TBH i do not think it is so much detail or post processing that is the problem, but contrast (if anything, post processing effects like SSAO can add depth to an otherwise flat scene and make shapes and volumes more readable - though i guess you had bloom effects in mind which often do wash out things if they're not set up properly to match the area's lighting).
I was playing Dishonored 2 just now and had the same issue - the game tries to alleviate that by adding white outlines in everything you can interact with, but it can still be hard to read a scene, especially when the game decides it is a nice idea to randomly making everything shiny and "bloomy".
It isn't a new thing for me either, i had the same issue since the first time i tried to play Unreal Tournament 3 - there was too much detail everywhere and i just couldn't focus on anything so i had a hard time reading the scene.

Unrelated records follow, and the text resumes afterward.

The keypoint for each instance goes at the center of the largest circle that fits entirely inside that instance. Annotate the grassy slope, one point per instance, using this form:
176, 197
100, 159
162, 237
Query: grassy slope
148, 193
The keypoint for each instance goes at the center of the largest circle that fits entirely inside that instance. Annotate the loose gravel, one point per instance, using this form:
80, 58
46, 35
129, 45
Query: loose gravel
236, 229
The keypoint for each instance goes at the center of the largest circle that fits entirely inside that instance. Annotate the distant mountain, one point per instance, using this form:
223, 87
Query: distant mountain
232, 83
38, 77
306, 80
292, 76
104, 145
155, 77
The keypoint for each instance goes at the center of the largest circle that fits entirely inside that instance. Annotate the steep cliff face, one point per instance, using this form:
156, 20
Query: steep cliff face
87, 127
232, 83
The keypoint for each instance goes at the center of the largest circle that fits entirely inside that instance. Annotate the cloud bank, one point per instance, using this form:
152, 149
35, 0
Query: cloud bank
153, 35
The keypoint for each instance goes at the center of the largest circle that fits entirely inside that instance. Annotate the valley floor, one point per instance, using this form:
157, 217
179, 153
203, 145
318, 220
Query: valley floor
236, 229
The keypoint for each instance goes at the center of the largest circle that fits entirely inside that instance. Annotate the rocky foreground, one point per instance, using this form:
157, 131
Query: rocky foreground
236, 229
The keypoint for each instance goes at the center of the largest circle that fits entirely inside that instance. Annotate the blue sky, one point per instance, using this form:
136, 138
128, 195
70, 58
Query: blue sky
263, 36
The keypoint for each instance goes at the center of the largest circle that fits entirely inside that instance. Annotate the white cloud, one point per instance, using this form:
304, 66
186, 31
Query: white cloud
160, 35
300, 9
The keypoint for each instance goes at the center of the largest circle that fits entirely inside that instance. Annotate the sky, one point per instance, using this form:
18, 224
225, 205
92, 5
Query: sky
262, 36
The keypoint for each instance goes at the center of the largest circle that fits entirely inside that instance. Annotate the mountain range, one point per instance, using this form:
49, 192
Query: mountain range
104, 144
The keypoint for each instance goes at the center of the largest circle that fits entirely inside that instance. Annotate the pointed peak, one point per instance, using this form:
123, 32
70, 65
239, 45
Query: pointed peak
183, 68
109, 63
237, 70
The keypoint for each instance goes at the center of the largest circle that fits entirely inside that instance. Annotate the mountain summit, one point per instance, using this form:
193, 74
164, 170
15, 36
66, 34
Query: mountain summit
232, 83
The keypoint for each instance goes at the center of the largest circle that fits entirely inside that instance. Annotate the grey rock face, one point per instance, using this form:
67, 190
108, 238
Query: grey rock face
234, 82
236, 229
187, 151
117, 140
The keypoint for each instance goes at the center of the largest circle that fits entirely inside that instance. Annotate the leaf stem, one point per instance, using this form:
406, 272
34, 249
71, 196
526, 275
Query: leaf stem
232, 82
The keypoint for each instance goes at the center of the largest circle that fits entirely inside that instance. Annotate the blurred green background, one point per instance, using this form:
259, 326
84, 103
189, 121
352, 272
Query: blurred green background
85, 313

Initially i thought it was due to the detail and the clutter in the scene but after playing other games that had more detail, i think it is because UT3 had awful contrast - everything was either uniformly shiny or uniformly muted with barely any contrast.
As a sidenote, i do not think turning off shadows would help - shadows give hints for the position, size and volume of objects, so having them enabled, even at the lowest resolution, should make the scene more readable. In terms of post processing you most likely want to disable bloom and sharpening (unless the latter is applied per-object, but i haven't seen many games do that). You most likely also want some form of SSAO (preferably something like HDAO or HBAO since those take surface direction into account instead of just distance from the camera and thus are a bit more accurate), especially if the scene has large geometric clutter as it helps to add some depth to it instead of having everything mesh together (but the quality of SSAO varies a lot from engine to engine... some games, especially older Unreal Engine based games, have horrible SSAO implementations).